Aside from the Shakespeare monument, Scheemakers was the sculptor of the statue of Thomas Guy at Guy’s Hospital (pictured on the Borough High Street page), London (1733), and inside adjacent St Thomas's Hospital, the statue of Edward VI. At Chiswick House, among the statues in the garden and house are three statues believed to be Julius Caesar, Pompey and Cicero, thought to be by Scheemakers, and perhaps also the Lion and Lioness, and some have suggested the sphinxes there are also by him, though my understanding is that these are by Cheere. Other statues by Scheemakers are squirrelled away in the Foreign and Commonwealth Office. Further afield, Hull has the grand equestrian statue of William III, based on Scheemakers' design for Bristol, which in the event was won by Rysbrack (see this page). Various busts survive by the sculptor in diverse locations, and a simple copy of the Shakespeare dating from 1846 is on a theatre frontage in Manchester.

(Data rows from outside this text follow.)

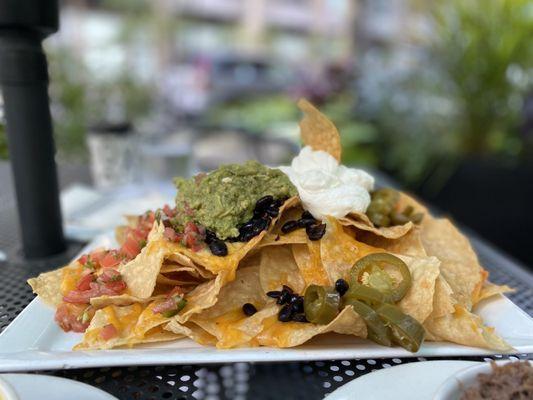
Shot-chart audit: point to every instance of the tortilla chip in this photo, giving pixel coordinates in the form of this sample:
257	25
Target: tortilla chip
48	284
290	334
410	244
278	268
120	300
181	259
295	237
202	296
338	251
361	221
307	257
443	302
460	266
192	331
317	131
490	289
466	328
140	274
418	302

Time has not been kind to Scheemakers’ London monuments outside of Westminster Abbey, where he has over a dozen monuments aside from the Shakespeare: he had three in All Hallows Barking, listed by Gunnis, the sculptural historian, as ‘damaged or destroyed’ in World War II; in St Mary le Bow his monument to Matthew Howard, d.1737, was also lost to bombing. However, outside Temple Church off Fleet Street is his semi-recumbent effigy of Samuel Mead, d.1733, there are two wall panels by him in St Mary Paddington Green, and in Harrow Church at the top of the hill is his monument to Thomas Graham, d.1733. Further out along the Metropolitan line, in Amersham Church is a grand monument to Montagu G Drake, d.1731, and a panel to Montague Drake, d.1728, and also on the Met line, the effigy of Lord Henry Paget, Earl of Uxbridge, d.1743 in Hillingdon Church was at one time attributed to Scheemakers.

In Bradford Cathedral is his panel to Abraham Sharp, d.1742, with low relief carving. In Exeter Cathedral, his is the monument to Bishop Grant, d.1736. Several monuments by him are in churches in Reading, but I have not seen them, and others are dotted in various towns across central and southern England, many of them of grand scale and several figures, for example that to the Earl of Shelburne in All Saints Church, High Wycombe, and Abbots Langley Church, Herts.

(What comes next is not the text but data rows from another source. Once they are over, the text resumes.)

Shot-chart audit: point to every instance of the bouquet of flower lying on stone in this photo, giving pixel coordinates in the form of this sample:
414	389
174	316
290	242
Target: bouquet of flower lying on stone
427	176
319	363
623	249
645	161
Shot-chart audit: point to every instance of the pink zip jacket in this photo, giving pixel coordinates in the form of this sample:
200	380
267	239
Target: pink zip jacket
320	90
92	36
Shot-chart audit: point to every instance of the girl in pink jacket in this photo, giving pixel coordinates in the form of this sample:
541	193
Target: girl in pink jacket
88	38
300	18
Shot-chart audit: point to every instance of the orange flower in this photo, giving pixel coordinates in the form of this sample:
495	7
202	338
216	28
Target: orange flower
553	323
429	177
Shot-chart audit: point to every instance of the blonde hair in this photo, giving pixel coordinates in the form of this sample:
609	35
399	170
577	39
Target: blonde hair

In terms of style, Scheemakers’ full statues are fairly lively, in particular the Shakespeare stands elegantly leaning on his elbow, his legs crossed, and cloak swirling; and Samuel Mead at the Temple, for example, lounges in an attitude of Roman self-satisfaction on his tomb (see picture at top of this page). Scheemakers liked complex drapery, filled with movement, while his faces are calm and Classical. His simpler plaque monuments are also Classical, with a tendency to the Baroque, and (at least in those I have seen) moderately restrained rather than overly flamboyant. The nature of his business meant that he followed certain standard schemes, for example many of his figure monuments have a dark backing in the shape of an elevated pyramid, or obelisk, which assumes a certain familiarity once seen a few times. Equally, he had a goodly output of mourning girls, seated or standing, resting their arm on one elbow and with hand supporting the chin, but at the same time a pleasing variety of drapery and arrangement of the figure to avoid repetition.

A typical non-figural monument by Scheemakers.